Let's solve each problem step by step using the
Segment Addition Postulate, which states:
> If point $ M $ is between points $ L $ and $ N $, then:
> $$
> LM + MN = LN
> $$
We'll apply this postulate to each question.
---
1. If $ LM = 22 $ and $ MN = 15 $, find $ LN $.

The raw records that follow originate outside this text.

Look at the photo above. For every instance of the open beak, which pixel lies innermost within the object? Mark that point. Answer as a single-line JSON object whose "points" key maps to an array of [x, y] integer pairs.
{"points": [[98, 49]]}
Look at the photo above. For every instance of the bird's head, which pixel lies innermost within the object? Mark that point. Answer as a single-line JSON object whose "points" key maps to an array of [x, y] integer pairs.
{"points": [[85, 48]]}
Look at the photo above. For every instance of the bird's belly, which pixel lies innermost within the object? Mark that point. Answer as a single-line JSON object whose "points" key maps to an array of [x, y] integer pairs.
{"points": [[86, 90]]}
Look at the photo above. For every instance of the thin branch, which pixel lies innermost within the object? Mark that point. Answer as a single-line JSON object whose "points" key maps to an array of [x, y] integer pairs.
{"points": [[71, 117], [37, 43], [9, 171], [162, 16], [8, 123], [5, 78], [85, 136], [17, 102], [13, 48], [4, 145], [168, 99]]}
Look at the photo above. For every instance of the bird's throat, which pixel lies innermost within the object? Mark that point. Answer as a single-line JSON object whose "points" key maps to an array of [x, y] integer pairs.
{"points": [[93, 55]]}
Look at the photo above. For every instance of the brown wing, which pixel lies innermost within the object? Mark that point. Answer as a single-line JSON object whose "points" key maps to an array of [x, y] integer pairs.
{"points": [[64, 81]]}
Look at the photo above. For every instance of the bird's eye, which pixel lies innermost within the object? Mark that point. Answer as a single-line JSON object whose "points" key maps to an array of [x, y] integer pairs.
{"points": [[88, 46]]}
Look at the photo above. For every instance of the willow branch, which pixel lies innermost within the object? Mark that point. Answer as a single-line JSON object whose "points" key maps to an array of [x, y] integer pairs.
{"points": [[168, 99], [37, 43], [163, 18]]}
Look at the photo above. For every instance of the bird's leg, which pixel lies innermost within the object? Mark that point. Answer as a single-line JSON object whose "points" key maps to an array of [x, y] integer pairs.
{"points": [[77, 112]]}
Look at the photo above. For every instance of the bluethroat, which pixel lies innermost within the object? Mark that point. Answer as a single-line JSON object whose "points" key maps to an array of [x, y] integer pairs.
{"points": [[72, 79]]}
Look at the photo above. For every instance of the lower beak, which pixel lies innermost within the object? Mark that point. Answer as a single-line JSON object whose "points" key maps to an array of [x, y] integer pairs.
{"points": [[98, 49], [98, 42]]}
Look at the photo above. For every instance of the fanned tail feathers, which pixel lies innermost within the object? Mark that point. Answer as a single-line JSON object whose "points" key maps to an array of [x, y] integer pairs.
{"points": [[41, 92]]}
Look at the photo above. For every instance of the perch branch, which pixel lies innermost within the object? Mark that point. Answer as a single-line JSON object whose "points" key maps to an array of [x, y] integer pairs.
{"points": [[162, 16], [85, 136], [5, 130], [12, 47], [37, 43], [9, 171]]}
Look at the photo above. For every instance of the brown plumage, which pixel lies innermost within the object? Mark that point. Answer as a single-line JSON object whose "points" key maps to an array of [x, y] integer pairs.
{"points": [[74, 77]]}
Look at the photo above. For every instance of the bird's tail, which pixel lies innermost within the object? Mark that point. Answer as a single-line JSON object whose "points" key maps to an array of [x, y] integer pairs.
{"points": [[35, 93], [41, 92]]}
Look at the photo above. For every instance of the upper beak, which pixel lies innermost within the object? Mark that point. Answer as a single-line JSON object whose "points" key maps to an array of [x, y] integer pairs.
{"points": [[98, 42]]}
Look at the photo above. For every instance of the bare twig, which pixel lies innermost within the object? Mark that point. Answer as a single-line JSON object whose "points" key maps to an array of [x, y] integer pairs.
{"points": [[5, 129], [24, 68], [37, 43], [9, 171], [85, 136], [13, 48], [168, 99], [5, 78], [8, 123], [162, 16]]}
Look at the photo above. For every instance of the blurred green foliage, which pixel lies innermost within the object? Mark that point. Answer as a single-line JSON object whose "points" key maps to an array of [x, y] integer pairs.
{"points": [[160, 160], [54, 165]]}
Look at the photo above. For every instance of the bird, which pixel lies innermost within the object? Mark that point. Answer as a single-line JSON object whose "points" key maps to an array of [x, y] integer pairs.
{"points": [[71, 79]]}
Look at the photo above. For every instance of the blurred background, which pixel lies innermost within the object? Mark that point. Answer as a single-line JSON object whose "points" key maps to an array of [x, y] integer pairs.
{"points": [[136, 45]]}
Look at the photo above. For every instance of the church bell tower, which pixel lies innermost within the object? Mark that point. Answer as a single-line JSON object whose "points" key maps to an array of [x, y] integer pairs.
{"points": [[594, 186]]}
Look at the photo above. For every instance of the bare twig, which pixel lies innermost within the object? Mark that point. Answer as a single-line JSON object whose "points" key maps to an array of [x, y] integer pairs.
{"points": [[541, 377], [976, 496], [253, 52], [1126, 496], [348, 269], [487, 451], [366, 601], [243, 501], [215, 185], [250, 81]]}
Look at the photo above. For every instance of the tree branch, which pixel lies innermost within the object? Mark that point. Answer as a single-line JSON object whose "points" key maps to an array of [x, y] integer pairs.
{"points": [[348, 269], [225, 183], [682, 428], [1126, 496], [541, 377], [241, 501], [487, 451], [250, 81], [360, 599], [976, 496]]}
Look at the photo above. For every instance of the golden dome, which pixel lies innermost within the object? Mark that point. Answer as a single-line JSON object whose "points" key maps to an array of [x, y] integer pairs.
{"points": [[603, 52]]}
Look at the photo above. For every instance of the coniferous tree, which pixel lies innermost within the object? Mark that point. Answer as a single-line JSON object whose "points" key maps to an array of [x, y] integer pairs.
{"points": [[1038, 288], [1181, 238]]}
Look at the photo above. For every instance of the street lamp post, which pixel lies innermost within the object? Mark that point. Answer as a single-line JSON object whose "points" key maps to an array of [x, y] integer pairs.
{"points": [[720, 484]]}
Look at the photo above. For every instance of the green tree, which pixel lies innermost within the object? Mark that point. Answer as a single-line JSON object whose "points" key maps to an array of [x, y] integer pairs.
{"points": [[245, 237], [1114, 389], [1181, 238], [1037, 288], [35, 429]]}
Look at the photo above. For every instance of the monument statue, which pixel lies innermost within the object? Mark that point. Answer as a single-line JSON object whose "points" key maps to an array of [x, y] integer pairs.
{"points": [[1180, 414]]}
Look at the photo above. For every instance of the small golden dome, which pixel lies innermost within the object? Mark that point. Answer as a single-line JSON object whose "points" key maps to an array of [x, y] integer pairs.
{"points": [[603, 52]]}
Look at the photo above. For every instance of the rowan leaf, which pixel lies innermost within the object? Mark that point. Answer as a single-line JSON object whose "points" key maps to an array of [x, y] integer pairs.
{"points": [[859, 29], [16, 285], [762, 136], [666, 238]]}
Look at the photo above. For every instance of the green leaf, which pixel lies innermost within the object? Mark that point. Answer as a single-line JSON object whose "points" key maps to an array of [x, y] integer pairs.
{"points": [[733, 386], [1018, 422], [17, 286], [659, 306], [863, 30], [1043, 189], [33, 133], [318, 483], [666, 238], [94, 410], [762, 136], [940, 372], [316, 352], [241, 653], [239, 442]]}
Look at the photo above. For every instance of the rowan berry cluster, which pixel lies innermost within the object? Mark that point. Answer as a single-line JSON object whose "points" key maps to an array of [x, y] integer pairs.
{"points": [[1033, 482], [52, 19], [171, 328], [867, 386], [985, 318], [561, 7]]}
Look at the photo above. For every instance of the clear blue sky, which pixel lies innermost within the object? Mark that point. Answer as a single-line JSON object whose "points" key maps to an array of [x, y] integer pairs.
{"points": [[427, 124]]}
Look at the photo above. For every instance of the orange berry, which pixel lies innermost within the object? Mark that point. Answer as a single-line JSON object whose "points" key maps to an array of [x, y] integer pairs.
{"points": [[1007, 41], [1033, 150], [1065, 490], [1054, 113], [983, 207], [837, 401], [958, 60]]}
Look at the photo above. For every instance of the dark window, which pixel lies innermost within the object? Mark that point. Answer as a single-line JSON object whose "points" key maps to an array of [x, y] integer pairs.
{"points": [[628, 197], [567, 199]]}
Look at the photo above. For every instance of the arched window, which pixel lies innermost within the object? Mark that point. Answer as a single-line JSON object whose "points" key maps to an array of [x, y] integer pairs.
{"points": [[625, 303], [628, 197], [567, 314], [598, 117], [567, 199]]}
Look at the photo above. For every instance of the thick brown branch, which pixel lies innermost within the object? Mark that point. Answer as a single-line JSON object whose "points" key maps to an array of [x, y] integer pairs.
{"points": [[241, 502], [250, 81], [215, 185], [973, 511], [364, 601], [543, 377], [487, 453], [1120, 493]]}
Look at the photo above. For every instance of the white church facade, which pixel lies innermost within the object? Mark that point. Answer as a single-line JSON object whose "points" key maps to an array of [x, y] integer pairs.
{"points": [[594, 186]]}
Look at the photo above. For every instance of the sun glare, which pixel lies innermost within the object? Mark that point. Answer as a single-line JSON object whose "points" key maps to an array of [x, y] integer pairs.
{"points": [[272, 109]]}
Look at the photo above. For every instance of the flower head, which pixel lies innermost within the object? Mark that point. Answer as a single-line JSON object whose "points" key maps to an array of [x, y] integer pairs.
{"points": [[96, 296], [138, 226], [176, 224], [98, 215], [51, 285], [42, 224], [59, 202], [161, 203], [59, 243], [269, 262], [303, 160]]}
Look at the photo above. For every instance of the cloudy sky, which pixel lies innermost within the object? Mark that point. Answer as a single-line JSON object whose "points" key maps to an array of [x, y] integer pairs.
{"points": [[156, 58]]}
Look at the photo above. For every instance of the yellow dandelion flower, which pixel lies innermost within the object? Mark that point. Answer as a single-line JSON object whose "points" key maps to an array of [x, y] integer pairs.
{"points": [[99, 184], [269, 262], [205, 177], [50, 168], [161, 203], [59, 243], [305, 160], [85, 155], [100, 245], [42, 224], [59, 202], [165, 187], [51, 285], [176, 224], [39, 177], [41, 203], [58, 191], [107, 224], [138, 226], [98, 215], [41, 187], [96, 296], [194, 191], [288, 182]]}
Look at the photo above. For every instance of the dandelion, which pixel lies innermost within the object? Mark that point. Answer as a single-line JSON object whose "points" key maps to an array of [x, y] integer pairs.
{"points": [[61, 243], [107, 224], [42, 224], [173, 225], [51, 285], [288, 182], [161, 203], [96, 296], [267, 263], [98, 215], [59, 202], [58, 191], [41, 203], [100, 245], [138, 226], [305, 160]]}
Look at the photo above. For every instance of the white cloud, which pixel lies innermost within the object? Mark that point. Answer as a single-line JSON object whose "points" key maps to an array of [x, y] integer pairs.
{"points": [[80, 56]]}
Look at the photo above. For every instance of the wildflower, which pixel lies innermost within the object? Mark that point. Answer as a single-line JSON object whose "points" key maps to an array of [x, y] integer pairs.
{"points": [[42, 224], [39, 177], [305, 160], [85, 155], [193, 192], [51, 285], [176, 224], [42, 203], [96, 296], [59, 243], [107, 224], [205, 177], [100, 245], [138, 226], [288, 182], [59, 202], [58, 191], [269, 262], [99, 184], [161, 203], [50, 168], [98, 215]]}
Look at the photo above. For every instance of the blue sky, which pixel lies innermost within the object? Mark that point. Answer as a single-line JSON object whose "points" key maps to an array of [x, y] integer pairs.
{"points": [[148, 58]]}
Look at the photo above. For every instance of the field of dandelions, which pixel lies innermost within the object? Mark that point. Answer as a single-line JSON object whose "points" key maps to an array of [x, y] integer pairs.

Using the Segment Addition Postulate:
$$
LN = LM + MN = 22 + 15 = \boxed{37}
$$
---
2. If $ LN = 54 $ and $ LM = 31 $, find $ MN $.
$$
LN = LM + MN \Rightarrow 54 = 31 + MN
\Rightarrow MN = 54 - 31 = \boxed{23}
$$
---
3. If $ RT = 36 $, find the value of $ x $.
From the diagram:
- $ RS = 6x + 1 $
- $ ST = x + 7 $
- $ RT = RS + ST $
So:
$$
RT = (6x + 1) + (x + 7) = 7x + 8
$$
Given $ RT = 36 $:
$$
7x + 8 = 36 \\
7x = 28 \\
x = \boxed{4}
$$
---
4. If $ DF = 9x - 39 $, find $ EF $.
From the diagram:
- $ DE = 47 $
- $ EF = 3x + 10 $
- $ DF = DE + EF $
So:
$$
DF = 47 + (3x + 10) = 3x + 57
$$
But we're told $ DF = 9x - 39 $, so:
$$
9x - 39 = 3x + 57 \\
9x - 3x = 57 + 39 \\
6x = 96 \\
x = 16
$$
Now plug into $ EF = 3x + 10 $:
$$
EF = 3(16) + 10 = 48 + 10 = \boxed{58}
$$
---
5. If $ UW = 6x - 35 $, find $ UW $.
From the diagram:
- $ UV = 19 $
- $ VW = 4x - 20 $
- $ UW = UV + VW $
So:
$$
UW = 19 + (4x - 20) = 4x - 1
$$
But we're told $ UW = 6x - 35 $, so:
$$
6x - 35 = 4x - 1 \\
6x - 4x = -1 + 35 \\
2x = 34 \\
x = 17
$$
Now plug into $ UW = 6x - 35 $:
$$
UW = 6(17) - 35 = 102 - 35 = \boxed{67}
$$
---
6. If $ HJ = 7x - 27 $, find the value of $ x $.
From the diagram:
- $ HI = 3x - 5 $
- $ IJ = x - 1 $
- $ HJ = HI + IJ $
So:
$$
HJ = (3x - 5) + (x - 1) = 4x - 6
$$
Set equal to given $ HJ = 7x - 27 $:
$$
4x - 6 = 7x - 27 \\
-6 + 27 = 7x - 4x \\
21 = 3x \\
x = \boxed{7}
$$
---
7. If $ BD = 7x - 10 $, $ BC = 4x - 29 $, and $ CD = 5x - 9 $, find each value.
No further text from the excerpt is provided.